John Sayles, Yellow Earth. Speaking of good but not easy…well, no one was going to make that mistake with Sayles. This novel is about the North Dakota oil fields and the people around them, and…and…oh, it is not a “fun” book, but I loved it. I have generally believed John Sayles about the details of his work, that people say the things he says they do (adjusted a tiny bit for Sayles…), but in this book he is talking about various forms of my people, and he gets it right, he gets very tiny things right as well as large ones. A lot of flawed people trying the best they can, some of them not trying the best they can, and some people get genuinely happy endings, within the Sayles capacity. In this case the happy ending of the very last page felt like it was written just for me, so hey, thanks, Mr. Sayles, I love you too.
Timothy Snyder, On Tyranny: Twenty Lessons from the Twentieth Century. This is a thin pamphlet that is all polemic, some of it quite reasonable polemic, but still. There are places where Snyder is acting in his capacity as a Holocaust scholar and times when he’s speaking more or less without evidence, just stuff that he as a human believes. I prefer the former category, but most of the latter are okay, if less interesting. Won’t take you long, but I suspect that most people who read my blog already know much of what they would gain from this.
Rebecca Solnit, Recollections of My Nonexistence. This is very much a memoir rather than an autobiography.
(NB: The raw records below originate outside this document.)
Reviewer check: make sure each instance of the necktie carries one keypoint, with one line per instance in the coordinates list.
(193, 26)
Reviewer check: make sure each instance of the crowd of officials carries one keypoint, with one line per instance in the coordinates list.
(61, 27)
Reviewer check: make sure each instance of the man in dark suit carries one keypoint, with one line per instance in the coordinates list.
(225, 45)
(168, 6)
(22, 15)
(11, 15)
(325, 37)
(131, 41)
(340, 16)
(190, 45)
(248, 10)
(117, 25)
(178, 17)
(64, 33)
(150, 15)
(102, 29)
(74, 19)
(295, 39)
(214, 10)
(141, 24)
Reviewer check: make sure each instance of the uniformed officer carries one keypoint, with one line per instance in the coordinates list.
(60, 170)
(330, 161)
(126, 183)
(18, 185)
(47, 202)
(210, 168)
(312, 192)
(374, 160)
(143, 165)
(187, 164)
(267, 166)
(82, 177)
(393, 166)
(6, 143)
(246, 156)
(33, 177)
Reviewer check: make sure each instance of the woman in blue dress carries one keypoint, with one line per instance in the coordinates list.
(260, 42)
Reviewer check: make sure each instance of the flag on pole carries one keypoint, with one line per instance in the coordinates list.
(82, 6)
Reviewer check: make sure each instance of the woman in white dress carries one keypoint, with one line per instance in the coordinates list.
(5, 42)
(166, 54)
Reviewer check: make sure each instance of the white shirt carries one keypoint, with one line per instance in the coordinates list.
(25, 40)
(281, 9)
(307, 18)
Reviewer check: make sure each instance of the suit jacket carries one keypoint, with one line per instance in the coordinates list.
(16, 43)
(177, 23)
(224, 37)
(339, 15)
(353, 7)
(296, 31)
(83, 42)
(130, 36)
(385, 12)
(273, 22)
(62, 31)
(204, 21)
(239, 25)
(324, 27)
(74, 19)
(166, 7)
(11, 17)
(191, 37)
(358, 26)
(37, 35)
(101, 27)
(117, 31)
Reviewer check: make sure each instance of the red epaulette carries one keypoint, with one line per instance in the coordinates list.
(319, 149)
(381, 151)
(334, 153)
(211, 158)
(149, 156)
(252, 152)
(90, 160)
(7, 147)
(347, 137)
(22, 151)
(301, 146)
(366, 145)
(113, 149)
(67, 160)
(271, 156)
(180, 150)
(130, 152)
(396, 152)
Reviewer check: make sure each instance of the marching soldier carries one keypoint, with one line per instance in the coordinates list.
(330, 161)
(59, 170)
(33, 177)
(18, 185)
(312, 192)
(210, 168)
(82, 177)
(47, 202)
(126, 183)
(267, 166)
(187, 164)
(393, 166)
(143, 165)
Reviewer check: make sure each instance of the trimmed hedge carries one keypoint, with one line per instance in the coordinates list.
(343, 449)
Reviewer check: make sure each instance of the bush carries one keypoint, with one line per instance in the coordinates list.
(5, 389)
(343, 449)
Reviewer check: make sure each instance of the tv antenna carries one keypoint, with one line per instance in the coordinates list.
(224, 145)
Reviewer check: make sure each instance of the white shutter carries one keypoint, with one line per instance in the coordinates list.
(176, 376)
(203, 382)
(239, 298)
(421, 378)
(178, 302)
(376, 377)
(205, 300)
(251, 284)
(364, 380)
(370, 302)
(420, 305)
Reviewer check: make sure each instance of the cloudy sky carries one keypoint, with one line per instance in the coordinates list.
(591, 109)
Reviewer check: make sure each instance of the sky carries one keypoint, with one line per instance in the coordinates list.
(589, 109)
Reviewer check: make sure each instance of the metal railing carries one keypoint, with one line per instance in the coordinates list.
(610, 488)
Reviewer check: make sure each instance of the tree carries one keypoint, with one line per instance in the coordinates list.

If you’re here for a recitation of the facts of Solnit’s life, in chronological order, you’ll be sorely disappointed. The focus here is to muse on how her work and her life have intertwined, and I found that very interesting. (She is another author I tend to want to read right away when I have one of her books on my pile.)
Tasha Suri, Realm of Ash. A sequel to Empire of Sand, but I actually think it would do all right as a stand-alone, if you’re looking for magic and thoughtfulness about empire and its costs. I enjoyed this.
Tade Thompson, Household Gods and Other Narrative Offenses. Kindle. A really good introduction to his short work, varied settings and characters.
Ocean Vuong, Night Sky With Exit Wounds. Shattering autobiographical poems. Read slowly.
Raynor Winn, The Salt Path. This is a memoir of a couple who lost their farm, and also the husband got a terminal diagnosis, so they…decided to walk over 600 miles of English coast, Devon and Cornwall. They were flat broke and just started walking. There is quite a lot of focus on what they managed to eat, but also there are some really poignant moments, and a lot of thoughtfulness about who has access to what and why.